Again, our role – as a marketing data and insight company – is no different here: we have data on individuals that can be helpful when targeting new prospects; we help to ensure that existing customers are not served with prospect advertising; and we have data on individuals that help with refining and directing customer comms. Clearly there is some nuance as a result of this being digital media rather than traditional media, but the principles remain the same.
Direct vs. digital marketing
So why does the data that we hold, and which is used successfully in offline channels, such as mail, phone and email, not get used as widely in online, digital campaigns? Do we need to do more, as an agency, to make our data available in the right way, or is the reason more cultural: that the two are seen as two sides of the same coin but never on the same side?
For me, a lot of the confusion with digital marketing comes down to how the campaigns are run. Data management platforms (DMPs), demand-side platforms (DSPs), Google BigQuery, lockers, bins and so on: the technology in the digital sphere is both diverse and complex. In many cases, it feels as though it has been made deliberately so: it is a way to keep the secrets safe and in the hands of the experts.
You can draw similar parallels to when email came along. The email service providers (ESPs) at the time created a myth that setting up and running an email campaign was complicated and confusing and needed an expert to do it. Over time, those barriers were broken down and the complexity removed. Now ESPs are pretty much run of the mill and so intuitive and user-friendly that almost anyone can use one.

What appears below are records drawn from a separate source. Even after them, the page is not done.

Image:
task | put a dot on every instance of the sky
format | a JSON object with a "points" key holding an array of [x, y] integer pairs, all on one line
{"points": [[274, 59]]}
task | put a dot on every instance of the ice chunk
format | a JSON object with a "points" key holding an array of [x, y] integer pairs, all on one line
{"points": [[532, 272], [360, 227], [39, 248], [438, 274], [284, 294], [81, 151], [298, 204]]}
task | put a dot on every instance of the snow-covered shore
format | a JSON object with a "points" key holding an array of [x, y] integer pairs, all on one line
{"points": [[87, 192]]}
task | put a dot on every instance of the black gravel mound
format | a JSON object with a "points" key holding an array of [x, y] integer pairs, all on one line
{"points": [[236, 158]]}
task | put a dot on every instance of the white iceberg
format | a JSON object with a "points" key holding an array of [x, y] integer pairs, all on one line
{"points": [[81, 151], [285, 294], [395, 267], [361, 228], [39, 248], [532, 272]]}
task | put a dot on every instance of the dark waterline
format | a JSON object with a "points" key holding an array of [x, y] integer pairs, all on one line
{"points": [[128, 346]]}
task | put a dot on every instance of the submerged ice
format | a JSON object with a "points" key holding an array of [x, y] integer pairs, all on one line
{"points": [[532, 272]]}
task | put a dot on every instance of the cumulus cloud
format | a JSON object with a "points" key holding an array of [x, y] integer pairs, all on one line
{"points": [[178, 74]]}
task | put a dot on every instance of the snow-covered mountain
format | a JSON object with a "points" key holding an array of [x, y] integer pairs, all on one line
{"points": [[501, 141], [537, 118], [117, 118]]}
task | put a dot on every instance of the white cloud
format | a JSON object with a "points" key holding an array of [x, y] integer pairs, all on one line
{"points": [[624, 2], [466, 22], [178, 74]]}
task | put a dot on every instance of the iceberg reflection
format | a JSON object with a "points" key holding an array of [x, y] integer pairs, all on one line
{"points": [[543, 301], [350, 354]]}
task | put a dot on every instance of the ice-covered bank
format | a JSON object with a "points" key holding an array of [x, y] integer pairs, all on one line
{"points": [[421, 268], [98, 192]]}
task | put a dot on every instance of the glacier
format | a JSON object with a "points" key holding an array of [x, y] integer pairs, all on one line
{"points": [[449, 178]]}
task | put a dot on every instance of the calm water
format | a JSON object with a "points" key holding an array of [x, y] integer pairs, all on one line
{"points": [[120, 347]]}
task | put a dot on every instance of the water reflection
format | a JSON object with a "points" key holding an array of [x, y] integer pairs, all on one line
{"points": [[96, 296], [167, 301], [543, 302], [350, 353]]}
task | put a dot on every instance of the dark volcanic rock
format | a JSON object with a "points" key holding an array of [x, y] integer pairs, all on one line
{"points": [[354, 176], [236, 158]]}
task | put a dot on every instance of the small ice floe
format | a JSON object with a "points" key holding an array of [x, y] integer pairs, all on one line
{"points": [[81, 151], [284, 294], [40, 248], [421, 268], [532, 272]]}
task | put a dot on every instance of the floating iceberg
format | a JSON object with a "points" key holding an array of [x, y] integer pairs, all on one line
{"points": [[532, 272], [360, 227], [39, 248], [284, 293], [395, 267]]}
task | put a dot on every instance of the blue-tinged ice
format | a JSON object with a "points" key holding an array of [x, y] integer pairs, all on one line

Data still performs the same
In some ways, all this technology is no different from any other campaign: it’s just about who we are sending the data to, what format it needs to be in, what variables are needed and how it connects to the content. This is borne out by some examples of things we have been asked to do by clients recently, all of which use data from our ‘traditional’ data assets:
- Using Facebook to enhance campaigns being run in other media, such as email
- Tailoring content on prospect campaigns to make the ads more relevant
- Loading existing customers into Google to exclude from prospect mailings and providing relevant contact details for matching
- Recognising existing customers on the client website and providing relevant content.
Mind the gap
So, when it comes down to it, why is there such a gap between digital and traditional marketing, between offline and online campaigns. Are direct marketers scared of digital marketing? This seems unlikely but there is definitely a sense that any new channel creates a level of unease. Actually, new channels mean new ways of engaging and marketers are very good at using whatever is available.
Is it, then, that digital marketers are creating a level of complexity to lock out the old school direct marketer? Again, this seems unlikely. It seems far more likely that, as with any newer industry, experts have been created and they haven’t had a chance to look and see what can be learned from what came before.
As a data marketer, the good thing is that it is in fact all very similar and is driven by what data we have on a consumer and how we can use it (legally of course). Digital marketing is and should be opening up huge new routes to market. There is so much that can be learned from what has and hasn’t worked in the past – don’t get me started on testing for example – that bringing teams to work closer together can only reap rewards for everyone involved, irrespective of whether you’re a digital or a direct marketer.